On Joseph Muscat, he made a clear distinction between his situation and that of Konrad Mizzi. He said that while Mizzi had connections with Panama Papers and allegations on Montenegro, the situation is not the same with Joseph Muscat.

He was asked whether this means he is categorically excluding that Muscat will be removed before the end of the legislature unless he leaves on his own. "Are you treating him differently due to possible political backlash given he won elections by such large margins?"  Abela was also asked whether his is excluding the possibility of an early election so that he could start a new page and for the country to close the last chapter.

Regarding Joseph Muscat, Abela said that it is not a question of fear, but of the way he sees things today. He said that he is not seeing any incompatibility with Muscat keeping on representing the PL.

As for an early election, "I don't see the need for an early election to start new page. I started it already by taking all the necessary decisions from the first day."

He said that an early election would be the easy solution but is not best decision for the country. Right now the country needs stability, he said, highlighting that the current period is not an easy one for the world given the Covid-19 pandemic. "We need to focus on the economy, let business work tranquilly."

He said the government cannot announce a €900 million recovery package then at the same time call an election, as while saying that the government is putting trust in business that would at the same time pull the carpet out from under the feet of business and move into a time of uncertainty that an election brings. He said that government went with the decision that makes sense, and is taking the decisions that need to be taken.

On tourism, he spoke about the sector's importance on the country, saying that a third of the economy is based on it.

He said that 24 destinations will open on 1 July, and on 15 July more will open. He said that tourism in Malta is needed, and also spoke of protecting peoples' health.

He was asked about ministers using funds to promote their personal social media pages and the magisterial inquiry looking into whether members of Cabinet broke financial laws by doing so. "You were Cabinet's lawyer when Joseph Muscat pledged code of ethics on this subject, which hasn't been seen yet. At that time did any PL Ministers or MPs ask if what they were doing was acceptable?"

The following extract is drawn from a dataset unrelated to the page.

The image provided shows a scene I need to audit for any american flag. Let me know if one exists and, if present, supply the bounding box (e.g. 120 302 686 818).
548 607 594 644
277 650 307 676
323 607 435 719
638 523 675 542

Abela responded by saying that he was never asked to give any advice on the matter.

He highlighted that it was a Labour government that established the office of the Standards Commissioner. He gave a timeline of events on this issue, and said that a complaint had been filed with the Commissioner. "This was a new subject for everyone. The investigation led to a report. While the investigation was being conducted, we as government did not wait for the report to be published, and did what was needed to align our systems to conform with what the Commissioner suggested should happen in discussions with him, So much so that in the final report, it reads that the steps taken were satisfactory."

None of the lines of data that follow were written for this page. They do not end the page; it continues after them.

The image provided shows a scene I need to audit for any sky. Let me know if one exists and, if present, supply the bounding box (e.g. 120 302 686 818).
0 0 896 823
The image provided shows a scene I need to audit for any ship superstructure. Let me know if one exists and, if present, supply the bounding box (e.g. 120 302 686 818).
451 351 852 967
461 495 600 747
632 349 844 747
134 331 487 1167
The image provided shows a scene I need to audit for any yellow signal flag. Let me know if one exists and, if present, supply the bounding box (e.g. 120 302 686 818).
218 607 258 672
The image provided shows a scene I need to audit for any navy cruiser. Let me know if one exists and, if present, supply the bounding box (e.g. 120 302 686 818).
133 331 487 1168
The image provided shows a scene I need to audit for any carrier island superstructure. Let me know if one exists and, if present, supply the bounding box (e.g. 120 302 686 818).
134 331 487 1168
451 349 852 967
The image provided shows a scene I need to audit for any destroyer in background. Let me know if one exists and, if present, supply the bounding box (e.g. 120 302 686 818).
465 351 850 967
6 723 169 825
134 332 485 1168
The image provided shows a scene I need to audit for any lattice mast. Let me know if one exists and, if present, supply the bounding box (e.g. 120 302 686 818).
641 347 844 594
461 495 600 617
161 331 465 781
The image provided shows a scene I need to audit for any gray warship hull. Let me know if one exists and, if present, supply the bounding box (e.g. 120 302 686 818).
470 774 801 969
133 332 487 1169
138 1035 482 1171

He highlighted that a request for a magisterial inquiry was then filed and that the whole Cabinet is being investigated on this point from a criminal aspect.

"My position will be to defend my and my friends position."

He said that if there are areas needed to improve then they will improve, but said that he had his reservations on the genuinity of requiring the call of a magisterial inquiry. He criticised the practice of throwing Cabinet into magisterial inquiries time and time again, highlighting that this is his second since taking office, with the first relating to migration.

On Air Malta and the pilots' union ALPA, he said that he has directly been involved in discussions on this issue, as well as Covid-19 and other important issues such as Moneyval.

"There is a court decision that is clear on the redundancies, and the company is not thinking of ignoring it," he said, while saying that the future of the pilots is in their own hands. He said that the company's position is clear and there will not be any backtracking. 

A court of law recently turned down a request by the Airline Pilots Association to stop Air Malta from dismissing 69 pilots.

On tourism in general, Abela said that the authorities were working to ensure that tourist arrivals pick up while public health is protected.